Caught? Or taught? Those two words describe how one's Christian faith can be formed.
For some, being raised in a Christian environment means that they absorb the faith as naturally as rays from the sun and wear it like their own skin. For others, someone else—or a community of faith—helps them understand the basics of the faith before they decide to make it their own.
That was Kiely Todd's situation.
While Todd was in her teens, living with her family in Billings, Mont., she unabashedly described herself as an agnostic.
"I knew there was something to believe in," she says. "I just didn't know what. I couldn't find a church I felt comfortable with, but that was fine with me."
Then she met Ann Hanson.
At the time, Hanson was the volunteer leader for the Sunday morning youth group at Mayflower Congregational UCC. In 1995, when Todd was 18, the Rev. Jeff Barton, Mayflower's pastor, wrote a letter to the editor of the Billings Gazette supporting the rights of gays, especially in the church. He wrote that all persons were welcome into his church, no matter what their sexual orientation.
After reading the article, Todd's father experienced a connection. If a pastor would take the time to write a public letter proclaiming Mayflower's position on this tough issue, then this might be an ideal church for him and his family.
So Todd and her father went to church for a "test drive" one Sunday. While her father mingled with other worshipers, Todd sought out the youth group and found a half-dozen teenagers conversing with Ann Hanson. She stayed to listen.
"We talked about personal or religious issues," says Hanson, "any problems they had or simply what they did over the weekend. They learned from me and I learned from them. It was a mutual sponge."
Today Hanson is Minister for Children, Families and Human Sexuality Advocacy with the UCC's Justice and Witness Ministries. As she reflects on how one's faith is formed, she says a mentor can help a young person's faith journey by being willing to listen and by sharing his or her own faith story.
"But even before that," she says, "for Kiely and her dad, the initial invitation was in the pastor's letter to the editor. We need to do more evangelism like that."
Todd flourished at Mayflower.
"I'm a passionate believer of justice and human rights for everybody, not just a chosen few," she says. "If I was ever going to join a church, I had to be true to myself. I knew I would never be a member of a church if I felt the least bit unwelcome."
At Mayflower, two things happened: Todd's faith grew and she and Hanson became close friends.
Even after Todd went off to Macalester College in St. Paul, Minn., she kept Hanson's teachings at heart.
"Ann opened up all possibilities to me," she says. "I knew I could do and be anything and all things as college prepared me. Ann and I stayed in touch constantly by phone, visits and e-mail." The friendship continued after Hanson relocated to Cleveland.

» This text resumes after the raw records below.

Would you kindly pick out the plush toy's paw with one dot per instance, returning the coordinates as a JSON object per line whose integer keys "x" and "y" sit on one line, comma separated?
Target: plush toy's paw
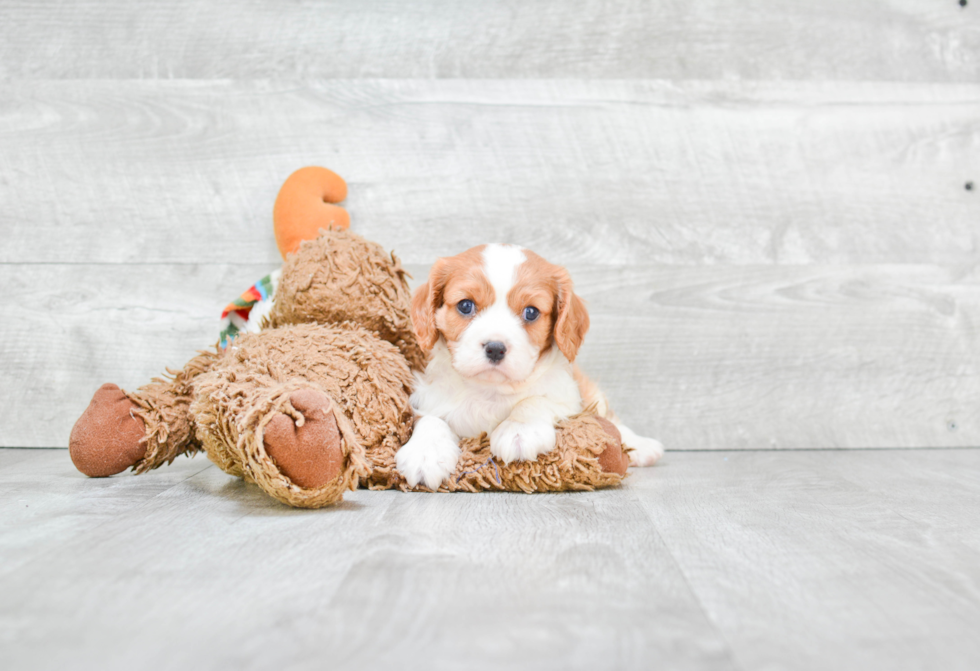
{"x": 522, "y": 441}
{"x": 430, "y": 456}
{"x": 310, "y": 455}
{"x": 646, "y": 451}
{"x": 107, "y": 438}
{"x": 613, "y": 459}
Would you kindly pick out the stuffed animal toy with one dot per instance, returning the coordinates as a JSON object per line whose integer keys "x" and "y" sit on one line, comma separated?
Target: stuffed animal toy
{"x": 317, "y": 401}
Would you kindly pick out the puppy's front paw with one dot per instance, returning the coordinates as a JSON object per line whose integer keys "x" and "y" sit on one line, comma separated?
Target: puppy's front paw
{"x": 520, "y": 441}
{"x": 430, "y": 456}
{"x": 646, "y": 451}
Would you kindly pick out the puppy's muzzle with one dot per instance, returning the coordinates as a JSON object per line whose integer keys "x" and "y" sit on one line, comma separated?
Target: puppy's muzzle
{"x": 495, "y": 351}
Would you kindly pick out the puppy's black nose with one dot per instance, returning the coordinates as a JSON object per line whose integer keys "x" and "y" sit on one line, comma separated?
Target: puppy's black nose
{"x": 495, "y": 351}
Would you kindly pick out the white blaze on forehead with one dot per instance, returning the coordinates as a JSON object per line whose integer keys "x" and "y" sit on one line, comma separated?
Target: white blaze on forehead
{"x": 500, "y": 264}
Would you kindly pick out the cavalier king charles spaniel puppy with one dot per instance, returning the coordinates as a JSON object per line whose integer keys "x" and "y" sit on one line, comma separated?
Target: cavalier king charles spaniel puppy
{"x": 502, "y": 326}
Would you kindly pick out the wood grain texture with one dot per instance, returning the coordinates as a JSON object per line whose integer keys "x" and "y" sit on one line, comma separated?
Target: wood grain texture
{"x": 545, "y": 582}
{"x": 581, "y": 171}
{"x": 725, "y": 560}
{"x": 820, "y": 560}
{"x": 905, "y": 40}
{"x": 708, "y": 357}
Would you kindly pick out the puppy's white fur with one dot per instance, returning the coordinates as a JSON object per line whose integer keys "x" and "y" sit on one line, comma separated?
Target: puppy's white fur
{"x": 517, "y": 400}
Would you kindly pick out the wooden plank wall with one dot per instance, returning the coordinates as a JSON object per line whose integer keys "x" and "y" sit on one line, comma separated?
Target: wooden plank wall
{"x": 765, "y": 203}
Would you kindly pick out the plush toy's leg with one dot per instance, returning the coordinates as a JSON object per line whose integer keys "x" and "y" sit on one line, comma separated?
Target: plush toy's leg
{"x": 588, "y": 454}
{"x": 290, "y": 438}
{"x": 108, "y": 438}
{"x": 308, "y": 452}
{"x": 613, "y": 459}
{"x": 143, "y": 429}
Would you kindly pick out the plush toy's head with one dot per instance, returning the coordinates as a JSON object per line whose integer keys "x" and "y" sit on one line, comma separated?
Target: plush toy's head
{"x": 306, "y": 204}
{"x": 341, "y": 277}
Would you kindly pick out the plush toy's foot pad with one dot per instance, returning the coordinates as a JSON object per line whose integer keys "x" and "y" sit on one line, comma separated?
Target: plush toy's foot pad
{"x": 106, "y": 439}
{"x": 310, "y": 455}
{"x": 613, "y": 459}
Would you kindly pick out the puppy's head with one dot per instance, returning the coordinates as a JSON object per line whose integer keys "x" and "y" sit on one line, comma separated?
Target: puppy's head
{"x": 499, "y": 308}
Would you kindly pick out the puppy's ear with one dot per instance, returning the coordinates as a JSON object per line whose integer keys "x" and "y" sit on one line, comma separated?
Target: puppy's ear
{"x": 572, "y": 321}
{"x": 425, "y": 301}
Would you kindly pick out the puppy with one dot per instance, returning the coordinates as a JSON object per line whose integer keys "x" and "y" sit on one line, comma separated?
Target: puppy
{"x": 502, "y": 326}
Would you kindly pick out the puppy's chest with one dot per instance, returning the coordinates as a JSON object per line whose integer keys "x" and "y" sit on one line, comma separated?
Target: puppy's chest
{"x": 479, "y": 411}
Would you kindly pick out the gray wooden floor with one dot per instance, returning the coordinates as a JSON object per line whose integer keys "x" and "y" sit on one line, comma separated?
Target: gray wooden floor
{"x": 714, "y": 560}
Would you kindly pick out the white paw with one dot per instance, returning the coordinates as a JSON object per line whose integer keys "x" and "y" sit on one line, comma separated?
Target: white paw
{"x": 646, "y": 451}
{"x": 519, "y": 441}
{"x": 430, "y": 456}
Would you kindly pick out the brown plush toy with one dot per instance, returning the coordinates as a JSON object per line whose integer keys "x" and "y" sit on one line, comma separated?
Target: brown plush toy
{"x": 317, "y": 402}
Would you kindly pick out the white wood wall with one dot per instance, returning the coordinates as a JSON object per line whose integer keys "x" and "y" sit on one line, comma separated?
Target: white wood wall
{"x": 764, "y": 202}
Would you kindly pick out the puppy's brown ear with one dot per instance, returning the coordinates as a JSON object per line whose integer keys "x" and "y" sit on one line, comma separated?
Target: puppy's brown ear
{"x": 425, "y": 301}
{"x": 572, "y": 322}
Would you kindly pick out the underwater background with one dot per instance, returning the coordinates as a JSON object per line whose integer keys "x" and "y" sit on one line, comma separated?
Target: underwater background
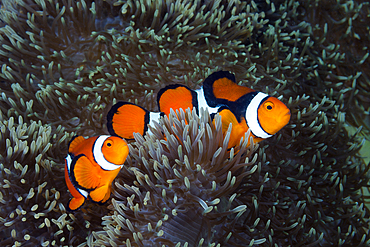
{"x": 64, "y": 63}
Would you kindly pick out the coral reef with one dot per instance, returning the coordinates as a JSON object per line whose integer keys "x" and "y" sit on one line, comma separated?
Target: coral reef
{"x": 63, "y": 63}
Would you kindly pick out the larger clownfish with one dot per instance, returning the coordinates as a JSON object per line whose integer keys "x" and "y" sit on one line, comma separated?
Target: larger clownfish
{"x": 91, "y": 166}
{"x": 244, "y": 107}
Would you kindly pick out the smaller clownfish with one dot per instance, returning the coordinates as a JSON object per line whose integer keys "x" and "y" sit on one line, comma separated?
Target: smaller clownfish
{"x": 244, "y": 107}
{"x": 91, "y": 166}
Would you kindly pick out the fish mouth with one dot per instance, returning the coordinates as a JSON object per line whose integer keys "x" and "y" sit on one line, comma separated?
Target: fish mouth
{"x": 285, "y": 117}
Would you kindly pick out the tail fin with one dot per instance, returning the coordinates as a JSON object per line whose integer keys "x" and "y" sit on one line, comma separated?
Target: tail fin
{"x": 125, "y": 118}
{"x": 176, "y": 96}
{"x": 220, "y": 88}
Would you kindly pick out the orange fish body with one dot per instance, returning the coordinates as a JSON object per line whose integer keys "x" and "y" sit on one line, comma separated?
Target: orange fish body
{"x": 245, "y": 108}
{"x": 91, "y": 166}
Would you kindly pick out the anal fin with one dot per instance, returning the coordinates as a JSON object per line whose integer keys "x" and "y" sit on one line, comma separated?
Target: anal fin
{"x": 238, "y": 128}
{"x": 101, "y": 194}
{"x": 76, "y": 203}
{"x": 85, "y": 174}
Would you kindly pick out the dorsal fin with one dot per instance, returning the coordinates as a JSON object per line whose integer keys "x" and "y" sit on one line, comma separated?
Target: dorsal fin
{"x": 176, "y": 96}
{"x": 125, "y": 118}
{"x": 75, "y": 141}
{"x": 221, "y": 88}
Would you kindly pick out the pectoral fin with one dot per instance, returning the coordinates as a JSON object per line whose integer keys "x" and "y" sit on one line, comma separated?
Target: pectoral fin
{"x": 85, "y": 174}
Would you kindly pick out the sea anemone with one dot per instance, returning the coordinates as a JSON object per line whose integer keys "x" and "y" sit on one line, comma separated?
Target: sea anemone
{"x": 63, "y": 63}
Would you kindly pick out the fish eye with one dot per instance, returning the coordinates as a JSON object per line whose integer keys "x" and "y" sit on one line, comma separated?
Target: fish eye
{"x": 268, "y": 105}
{"x": 109, "y": 143}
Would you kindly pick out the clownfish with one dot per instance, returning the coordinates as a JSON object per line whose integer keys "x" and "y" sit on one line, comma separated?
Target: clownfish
{"x": 244, "y": 107}
{"x": 91, "y": 166}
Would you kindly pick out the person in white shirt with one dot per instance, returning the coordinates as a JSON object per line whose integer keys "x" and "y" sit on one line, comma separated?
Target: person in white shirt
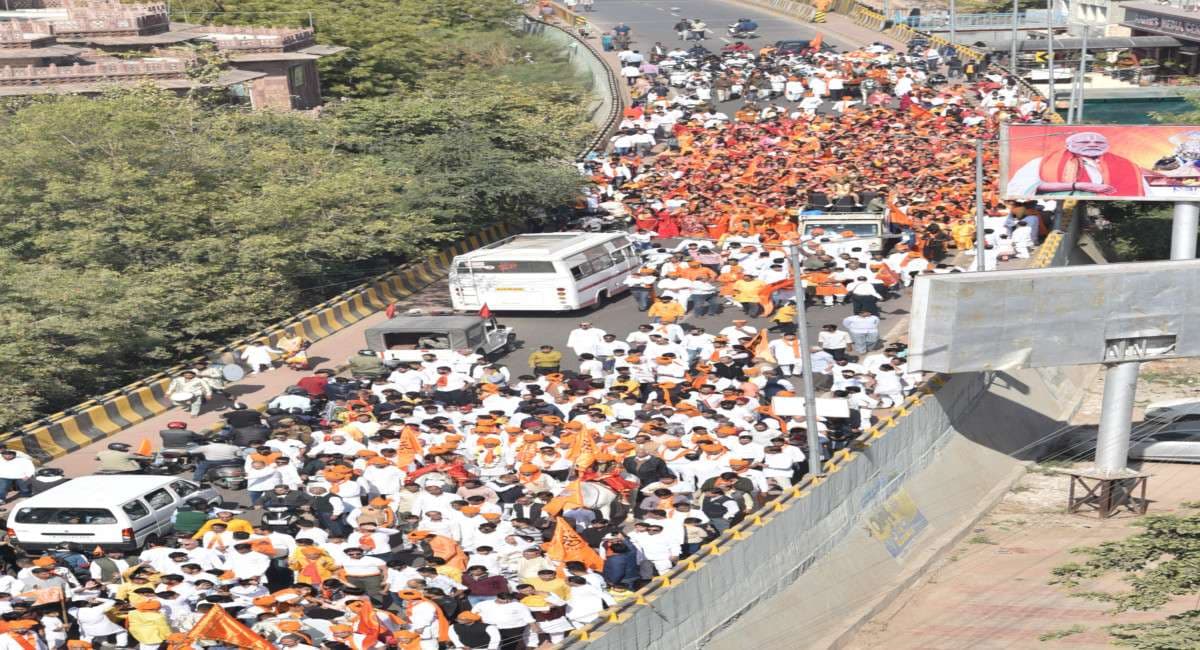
{"x": 511, "y": 618}
{"x": 261, "y": 480}
{"x": 655, "y": 547}
{"x": 94, "y": 621}
{"x": 16, "y": 473}
{"x": 834, "y": 341}
{"x": 246, "y": 563}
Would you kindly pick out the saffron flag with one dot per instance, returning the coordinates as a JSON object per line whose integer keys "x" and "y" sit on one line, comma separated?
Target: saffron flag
{"x": 768, "y": 305}
{"x": 409, "y": 446}
{"x": 369, "y": 624}
{"x": 219, "y": 625}
{"x": 567, "y": 546}
{"x": 568, "y": 499}
{"x": 760, "y": 347}
{"x": 49, "y": 595}
{"x": 895, "y": 215}
{"x": 583, "y": 450}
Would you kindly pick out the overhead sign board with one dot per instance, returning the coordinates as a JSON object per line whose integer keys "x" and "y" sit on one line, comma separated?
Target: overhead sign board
{"x": 1055, "y": 317}
{"x": 1101, "y": 162}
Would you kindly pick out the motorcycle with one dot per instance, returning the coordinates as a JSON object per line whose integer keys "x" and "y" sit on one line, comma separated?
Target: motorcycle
{"x": 735, "y": 32}
{"x": 181, "y": 461}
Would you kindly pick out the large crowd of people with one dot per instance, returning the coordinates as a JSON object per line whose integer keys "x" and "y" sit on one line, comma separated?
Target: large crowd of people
{"x": 456, "y": 503}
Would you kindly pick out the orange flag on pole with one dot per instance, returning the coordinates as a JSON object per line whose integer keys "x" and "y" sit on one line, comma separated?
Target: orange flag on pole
{"x": 369, "y": 624}
{"x": 567, "y": 546}
{"x": 409, "y": 446}
{"x": 760, "y": 345}
{"x": 583, "y": 449}
{"x": 568, "y": 499}
{"x": 219, "y": 625}
{"x": 768, "y": 305}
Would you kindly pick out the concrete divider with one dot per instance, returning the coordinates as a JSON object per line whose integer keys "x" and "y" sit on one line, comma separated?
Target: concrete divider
{"x": 793, "y": 8}
{"x": 64, "y": 432}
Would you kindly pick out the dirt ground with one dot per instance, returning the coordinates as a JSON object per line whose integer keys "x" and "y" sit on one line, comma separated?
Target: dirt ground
{"x": 1158, "y": 380}
{"x": 991, "y": 590}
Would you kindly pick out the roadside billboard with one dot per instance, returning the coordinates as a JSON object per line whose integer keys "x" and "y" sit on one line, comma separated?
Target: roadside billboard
{"x": 1101, "y": 162}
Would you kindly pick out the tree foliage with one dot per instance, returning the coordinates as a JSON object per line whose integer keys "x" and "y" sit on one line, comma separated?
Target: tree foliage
{"x": 141, "y": 228}
{"x": 1159, "y": 564}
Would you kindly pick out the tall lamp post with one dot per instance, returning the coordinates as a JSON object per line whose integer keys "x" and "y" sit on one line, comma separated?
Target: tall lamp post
{"x": 816, "y": 468}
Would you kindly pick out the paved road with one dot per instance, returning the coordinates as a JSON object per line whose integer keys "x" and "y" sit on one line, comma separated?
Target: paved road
{"x": 652, "y": 20}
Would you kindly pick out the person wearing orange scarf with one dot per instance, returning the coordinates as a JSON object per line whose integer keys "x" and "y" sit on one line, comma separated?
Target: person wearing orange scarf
{"x": 312, "y": 565}
{"x": 425, "y": 618}
{"x": 441, "y": 547}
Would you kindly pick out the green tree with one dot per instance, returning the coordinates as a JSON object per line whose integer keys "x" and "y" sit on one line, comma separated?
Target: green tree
{"x": 1159, "y": 565}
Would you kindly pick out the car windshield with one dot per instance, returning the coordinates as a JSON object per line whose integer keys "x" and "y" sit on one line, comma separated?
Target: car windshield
{"x": 69, "y": 516}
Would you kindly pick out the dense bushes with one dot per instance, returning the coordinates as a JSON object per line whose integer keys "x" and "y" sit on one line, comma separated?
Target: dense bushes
{"x": 139, "y": 228}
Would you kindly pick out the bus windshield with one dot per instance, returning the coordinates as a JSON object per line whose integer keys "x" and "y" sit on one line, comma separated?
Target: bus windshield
{"x": 496, "y": 268}
{"x": 861, "y": 229}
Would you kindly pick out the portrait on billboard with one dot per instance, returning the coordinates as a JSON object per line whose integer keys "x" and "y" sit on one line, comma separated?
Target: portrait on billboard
{"x": 1105, "y": 162}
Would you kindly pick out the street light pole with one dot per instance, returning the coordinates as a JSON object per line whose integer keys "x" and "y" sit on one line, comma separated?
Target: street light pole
{"x": 979, "y": 212}
{"x": 1054, "y": 104}
{"x": 816, "y": 467}
{"x": 954, "y": 23}
{"x": 1012, "y": 53}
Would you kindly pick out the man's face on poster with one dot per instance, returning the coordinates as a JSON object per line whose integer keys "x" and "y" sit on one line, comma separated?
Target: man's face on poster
{"x": 1089, "y": 144}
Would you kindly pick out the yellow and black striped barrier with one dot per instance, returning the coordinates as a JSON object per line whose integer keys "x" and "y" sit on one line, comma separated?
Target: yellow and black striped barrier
{"x": 96, "y": 419}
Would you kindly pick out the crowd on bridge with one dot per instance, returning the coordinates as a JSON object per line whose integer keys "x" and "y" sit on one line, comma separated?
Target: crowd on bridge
{"x": 456, "y": 504}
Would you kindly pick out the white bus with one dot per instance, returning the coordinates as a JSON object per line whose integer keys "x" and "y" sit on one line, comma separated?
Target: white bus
{"x": 543, "y": 272}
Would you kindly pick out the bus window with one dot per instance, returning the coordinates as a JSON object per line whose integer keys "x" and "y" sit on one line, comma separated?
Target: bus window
{"x": 581, "y": 270}
{"x": 492, "y": 268}
{"x": 474, "y": 336}
{"x": 861, "y": 229}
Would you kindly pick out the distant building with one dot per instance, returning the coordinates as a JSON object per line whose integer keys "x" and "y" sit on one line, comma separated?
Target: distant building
{"x": 87, "y": 46}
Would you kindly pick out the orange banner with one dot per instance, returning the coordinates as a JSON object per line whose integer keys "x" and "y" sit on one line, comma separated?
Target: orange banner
{"x": 219, "y": 625}
{"x": 1101, "y": 162}
{"x": 567, "y": 546}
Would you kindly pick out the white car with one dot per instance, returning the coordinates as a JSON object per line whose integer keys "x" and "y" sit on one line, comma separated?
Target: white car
{"x": 1177, "y": 443}
{"x": 112, "y": 511}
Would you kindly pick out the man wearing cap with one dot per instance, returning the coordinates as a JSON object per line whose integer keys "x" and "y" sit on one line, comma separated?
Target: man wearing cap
{"x": 16, "y": 473}
{"x": 148, "y": 624}
{"x": 509, "y": 617}
{"x": 585, "y": 338}
{"x": 471, "y": 632}
{"x": 545, "y": 360}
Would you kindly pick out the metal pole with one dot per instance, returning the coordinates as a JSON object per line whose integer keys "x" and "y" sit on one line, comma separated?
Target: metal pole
{"x": 1071, "y": 102}
{"x": 816, "y": 468}
{"x": 1012, "y": 53}
{"x": 979, "y": 235}
{"x": 1121, "y": 379}
{"x": 1116, "y": 411}
{"x": 954, "y": 22}
{"x": 1183, "y": 230}
{"x": 1050, "y": 54}
{"x": 1083, "y": 76}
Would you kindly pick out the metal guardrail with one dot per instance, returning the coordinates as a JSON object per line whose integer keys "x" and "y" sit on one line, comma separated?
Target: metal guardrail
{"x": 1025, "y": 19}
{"x": 58, "y": 434}
{"x": 757, "y": 522}
{"x": 616, "y": 100}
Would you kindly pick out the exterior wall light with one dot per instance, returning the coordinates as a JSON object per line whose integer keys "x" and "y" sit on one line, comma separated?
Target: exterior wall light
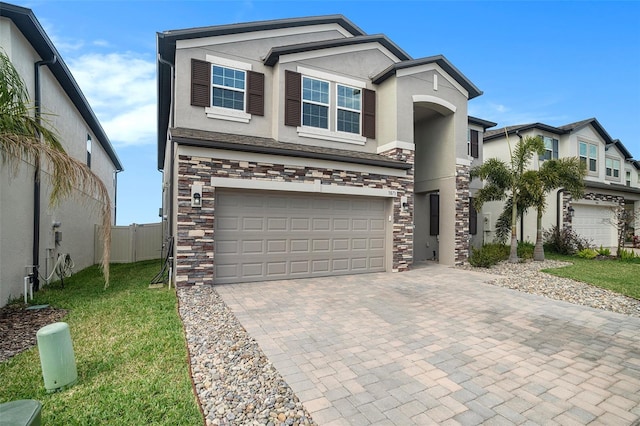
{"x": 196, "y": 196}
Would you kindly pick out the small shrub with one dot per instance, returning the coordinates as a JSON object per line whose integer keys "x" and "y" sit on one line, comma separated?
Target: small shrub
{"x": 587, "y": 253}
{"x": 564, "y": 241}
{"x": 488, "y": 255}
{"x": 525, "y": 250}
{"x": 627, "y": 255}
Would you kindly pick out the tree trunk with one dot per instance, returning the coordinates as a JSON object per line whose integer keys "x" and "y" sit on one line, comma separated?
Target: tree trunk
{"x": 538, "y": 251}
{"x": 513, "y": 254}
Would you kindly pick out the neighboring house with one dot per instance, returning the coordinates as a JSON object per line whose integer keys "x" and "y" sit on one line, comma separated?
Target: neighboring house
{"x": 612, "y": 181}
{"x": 32, "y": 232}
{"x": 475, "y": 149}
{"x": 305, "y": 147}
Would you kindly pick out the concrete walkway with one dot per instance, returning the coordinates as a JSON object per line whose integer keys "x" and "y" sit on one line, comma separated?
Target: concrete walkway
{"x": 438, "y": 346}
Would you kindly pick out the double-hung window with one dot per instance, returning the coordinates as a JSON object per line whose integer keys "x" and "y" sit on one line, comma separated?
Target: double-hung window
{"x": 550, "y": 148}
{"x": 589, "y": 156}
{"x": 612, "y": 168}
{"x": 228, "y": 87}
{"x": 348, "y": 115}
{"x": 315, "y": 103}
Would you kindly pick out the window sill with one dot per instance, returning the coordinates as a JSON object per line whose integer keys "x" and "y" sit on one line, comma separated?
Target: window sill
{"x": 315, "y": 133}
{"x": 227, "y": 114}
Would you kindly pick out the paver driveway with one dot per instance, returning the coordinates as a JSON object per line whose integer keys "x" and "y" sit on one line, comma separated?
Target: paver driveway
{"x": 438, "y": 346}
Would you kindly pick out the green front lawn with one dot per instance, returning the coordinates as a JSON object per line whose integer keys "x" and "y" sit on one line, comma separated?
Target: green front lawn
{"x": 130, "y": 354}
{"x": 621, "y": 277}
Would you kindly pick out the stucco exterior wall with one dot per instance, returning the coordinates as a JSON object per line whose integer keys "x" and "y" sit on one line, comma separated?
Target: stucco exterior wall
{"x": 79, "y": 214}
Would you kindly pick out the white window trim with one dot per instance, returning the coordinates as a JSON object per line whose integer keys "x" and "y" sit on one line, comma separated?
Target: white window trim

While in the Twin Cities, Todd began attending Minnehaha UCC in Minneapolis. Here she says she has found "real people making real differences and decisions on things in their lives."
Currently Todd is studying for a master's in religion and theology at UCC-related United Theological Seminary in New Brighton, Minn., and a master's in public policy at the University of Minnesota.
Next year she will be married. Her fiancé is a chemist and a Roman Catholic. The service will include a UCC pastor, a priest and Hanson.
From being unchurched to attending seminary, Todd knows she has done a 180 degree turn-around. One thing Todd is sure of since her days of labeling herself an agnostic: "I now know that I am a Christian," she says.
One thing Hanson is sure of, too: None of this would have happened if a pastor had not had the courage to speak out against injustice and a church had not embraced a stranger who came asking questions.
"There are other ways through the door to a journey of faith," she says. "But for Kiely those two things made all the difference."